SEATTLE, Wash. -  One day after publicly coming out in favor of same-sex marriages, President Obama waded into Washington State's debate over the unions, telling supporters at a Seattle fundraiser to vote against an expected November referendum that would overturn a new same-sex marriage law.

"Here in Washington you'll have the chance to make your voice heard on the issue of making sure that everybody, regardless of sexual orientation, is treated fairly. You will have a chance to weigh in on this," Obama said inside Seattle's Paramount Theater. "We are a nation that treats people fairly.
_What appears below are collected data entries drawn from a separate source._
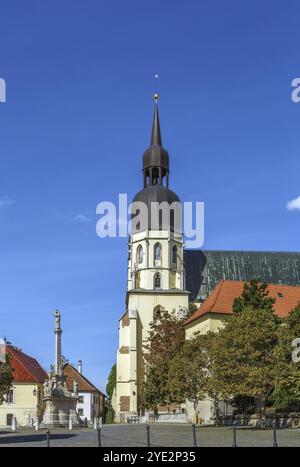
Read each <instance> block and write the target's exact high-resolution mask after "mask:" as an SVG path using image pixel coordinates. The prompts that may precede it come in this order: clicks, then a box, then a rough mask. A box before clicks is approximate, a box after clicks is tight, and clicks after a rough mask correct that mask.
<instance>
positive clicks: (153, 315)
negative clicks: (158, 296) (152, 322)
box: [153, 305, 163, 321]
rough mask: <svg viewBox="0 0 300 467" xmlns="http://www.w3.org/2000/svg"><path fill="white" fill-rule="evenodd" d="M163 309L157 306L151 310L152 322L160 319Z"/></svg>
mask: <svg viewBox="0 0 300 467" xmlns="http://www.w3.org/2000/svg"><path fill="white" fill-rule="evenodd" d="M162 312H163V308H162V307H161V306H160V305H157V306H156V307H155V308H154V310H153V320H154V321H157V320H160V319H161V316H162Z"/></svg>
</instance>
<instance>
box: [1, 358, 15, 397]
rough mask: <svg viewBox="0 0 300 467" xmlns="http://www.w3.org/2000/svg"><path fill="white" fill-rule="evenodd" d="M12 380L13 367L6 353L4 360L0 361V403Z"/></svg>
mask: <svg viewBox="0 0 300 467" xmlns="http://www.w3.org/2000/svg"><path fill="white" fill-rule="evenodd" d="M12 382H13V369H12V367H11V365H10V357H9V355H8V354H7V353H6V361H5V362H3V363H0V404H2V402H3V400H4V397H5V395H6V394H7V392H8V390H9V388H10V387H11V385H12Z"/></svg>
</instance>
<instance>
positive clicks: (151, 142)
mask: <svg viewBox="0 0 300 467" xmlns="http://www.w3.org/2000/svg"><path fill="white" fill-rule="evenodd" d="M154 98H155V109H154V117H153V126H152V134H151V143H150V146H154V145H158V146H161V147H162V139H161V131H160V123H159V115H158V94H155V96H154Z"/></svg>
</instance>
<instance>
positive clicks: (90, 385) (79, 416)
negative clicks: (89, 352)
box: [63, 360, 105, 422]
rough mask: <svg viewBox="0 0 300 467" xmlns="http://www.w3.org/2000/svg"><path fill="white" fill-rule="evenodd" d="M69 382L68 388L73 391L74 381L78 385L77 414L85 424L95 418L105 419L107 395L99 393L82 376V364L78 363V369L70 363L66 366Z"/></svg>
mask: <svg viewBox="0 0 300 467" xmlns="http://www.w3.org/2000/svg"><path fill="white" fill-rule="evenodd" d="M63 372H64V375H65V376H66V378H67V380H66V383H67V388H68V389H69V390H71V391H72V389H73V382H74V380H76V381H77V384H78V402H77V406H76V412H77V413H78V415H79V417H80V418H81V420H82V421H83V422H84V421H85V420H87V422H91V421H93V420H94V418H100V417H102V418H104V415H105V395H104V394H103V393H102V392H101V391H99V389H97V388H96V386H94V385H93V384H92V383H91V382H90V381H89V380H88V379H87V378H86V377H85V376H83V374H82V362H81V360H79V361H78V369H77V370H76V368H74V367H73V366H72V365H70V364H69V363H67V364H65V366H64V369H63Z"/></svg>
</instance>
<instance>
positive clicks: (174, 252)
mask: <svg viewBox="0 0 300 467" xmlns="http://www.w3.org/2000/svg"><path fill="white" fill-rule="evenodd" d="M172 263H173V264H174V265H177V246H176V245H174V246H173V248H172Z"/></svg>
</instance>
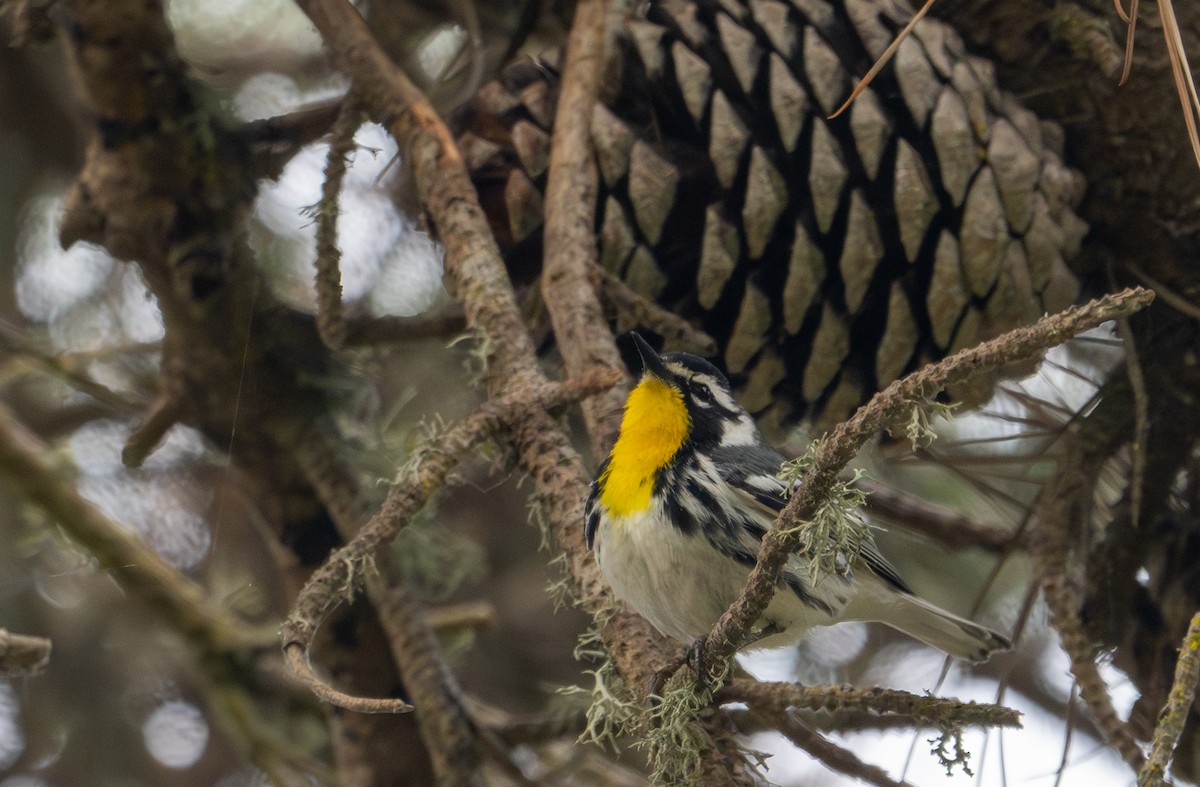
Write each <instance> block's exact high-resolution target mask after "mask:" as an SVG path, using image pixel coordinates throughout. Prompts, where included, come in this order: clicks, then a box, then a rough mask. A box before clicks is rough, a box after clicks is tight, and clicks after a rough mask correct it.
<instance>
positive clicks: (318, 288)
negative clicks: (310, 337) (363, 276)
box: [314, 98, 362, 349]
mask: <svg viewBox="0 0 1200 787" xmlns="http://www.w3.org/2000/svg"><path fill="white" fill-rule="evenodd" d="M361 124H362V112H361V109H359V106H358V102H355V101H354V100H353V98H350V100H348V101H346V102H344V103H343V104H342V110H341V113H340V114H338V115H337V120H336V121H335V122H334V127H332V130H331V131H330V139H329V155H328V156H326V158H325V179H324V180H323V181H322V185H320V202H318V203H317V205H316V209H314V210H316V221H317V259H316V266H317V276H316V284H317V332H318V334H320V341H323V342H324V343H325V347H328V348H330V349H337V348H340V347H341V346H342V342H343V341H344V340H346V322H344V319H343V318H342V270H341V266H340V263H341V259H342V250H341V248H338V246H337V216H338V214H340V212H341V211H340V209H338V206H340V205H341V193H342V182H343V181H344V180H346V169H347V160H348V157H349V155H350V154H352V152H353V151H354V132H356V131H358V130H359V126H360V125H361Z"/></svg>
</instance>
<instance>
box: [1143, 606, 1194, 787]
mask: <svg viewBox="0 0 1200 787" xmlns="http://www.w3.org/2000/svg"><path fill="white" fill-rule="evenodd" d="M1198 683H1200V612H1198V613H1196V614H1195V615H1193V617H1192V625H1189V626H1188V632H1187V633H1186V635H1184V636H1183V643H1182V644H1181V645H1180V659H1178V661H1176V662H1175V681H1174V683H1172V684H1171V692H1170V693H1169V695H1168V699H1166V704H1165V705H1163V711H1162V714H1159V716H1158V726H1157V727H1156V728H1154V740H1153V747H1152V749H1151V752H1150V757H1148V758H1147V759H1146V764H1144V765H1142V767H1141V770H1140V771H1139V773H1138V787H1158V786H1159V785H1163V783H1165V781H1166V764H1168V763H1169V762H1170V761H1171V756H1172V755H1174V753H1175V747H1176V746H1177V745H1178V743H1180V735H1182V734H1183V725H1184V723H1187V720H1188V714H1189V713H1192V705H1193V703H1194V702H1195V696H1196V684H1198Z"/></svg>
We're not going backwards, we're not going backwards, we're going forwards."

The comments were Obama's first on marriage since his interview with ABC News on Wednesday, when he announced a reversal of his longstanding opposition to same-sex nuptials. He said "winds of change" sweeping the country, as well as conversations with his staff, openly gay and lesbian service members, and his wife and daughters, helped change his view.

They also followed the approval Tuesday of a constitutional ban on same-sex unions in North Carolina - a move Obama opposed, but never publicly addressed.

As he took the stage, Obama received sustained applause from the friendly Democratic crowd of 2,000 donors, who each paid at least $1,000 to attend. The crowd seized on each reference he made to gay rights, breaking into whoops and cheers.

"If you are willing to work hard you should be able to find a good job. If you're meeting your responsibilities, you should be able to own a home, maybe start a business. You should be able to give your kids the chance to do even better than you, no matter who you are, no matter where you come from, no matter what you look like, no matter your last name, no matter who you love," he said, drawing enthusiastic applause.

Later, Obama referred to his efforts to repeal the military's "don't ask don't tell" policy, which banned openly gay service members, saying, "We're not turning back the clock. We're not returning to the days when you could be kicked out of the United States military just because of who you are and who you love. We're moving this country forward. We are moving forward, to a country where every American is treated with dignity and with respect."

Obama did not directly refer to his opponent, Mitt Romney, when discussing gay rights, but suggested that he is the only candidate for president who would be an advocate for Americans of all backgrounds, including sexual orientation.

"This country is at its best when we harness the God-given talents of every individual. When we hear every voice. When we come together as one American family - black, white, Hispanic, Asian, native American, gay, straight, disabled. Everybody striving for the same dream. That's what we're fighting for. That's why I ran for president. That's why I'm running again for president," Obama said.

Washington State legalized same-sex marriages in February, becoming the seventh state in the nation to do so. But opponents are expected to collect more than 120,000 signatures to put a veto measure directly to voters in November.